The basic definition of hemorrhoids is a tissue that is swollen in the anus because the surrounding blood vessels are equally swollen. The most common symptoms of haemorrhoids are bleeding, severe itching and pain. Each of these symptoms of haemorrhoids can happen separately or together.
The first symptoms of haemorrhoids are usually the itching and, as you progress, the pain that is sometimes quite strong when you sit or even walk, due to the swollen veins that project out of the anus. The fresh, bright red blood is also a sign of hemorrhoids.
There are two types of hemorrhoids: external hemorrhoids and internal hemorrhoids.

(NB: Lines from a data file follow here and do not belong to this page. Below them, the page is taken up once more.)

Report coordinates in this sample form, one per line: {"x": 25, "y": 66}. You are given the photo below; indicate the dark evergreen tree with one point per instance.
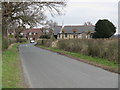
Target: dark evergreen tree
{"x": 104, "y": 29}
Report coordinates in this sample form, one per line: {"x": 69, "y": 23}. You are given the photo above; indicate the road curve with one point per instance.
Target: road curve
{"x": 45, "y": 69}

If the hemorrhoids are not visible outside the anus they are called internal hemorrhoids, although these hemorrhoids can partially come out of the anus and external hemorrhoids when they originate outside the canal.

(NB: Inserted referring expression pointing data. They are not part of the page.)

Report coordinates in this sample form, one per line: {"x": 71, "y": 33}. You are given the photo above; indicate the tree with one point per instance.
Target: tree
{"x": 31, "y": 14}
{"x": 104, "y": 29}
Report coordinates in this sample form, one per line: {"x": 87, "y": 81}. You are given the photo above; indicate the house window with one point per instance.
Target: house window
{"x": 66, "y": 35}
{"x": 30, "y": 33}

External haemorrhoids are very painful and make it very difficult to clean and may even cause injury and draw blood. They are the most painful and cause the most distress and discomfort. Those who suffer from severe external haemorrhoids get desperate and look for a treatment for haemorrhoids that quickly relieves their symptoms so that they can lead a normal life, because these haemorrhoids can seriously affect everyday life.
Internal haemorrhoids are much less uncomfortable and sometimes in addition to the occasional itching the only most visible symptom is the appearance of fresh blood in the stool. This type of haemorrhoids usually does not cause pain or great discomfort.
There are several causes of haemorrhoids:
People who are trapped from the intestines and have to push hard to evacuate can often suffer from haemorrhoids. Effort is one of the most common causes. Some types of foods that cause constipation and spicy foods are also one of the causes of occasional haemorrhoids.
Pregnancy, especially after 12 weeks, is also a frequent cause of haemorrhoids. Pregnant women often suffer from this disease. This is due to the weight of the foetus and the extra effort to which they are subjected. The force required for normal childbirth can also cause haemorrhoids or make them worse in women who already suffer from them.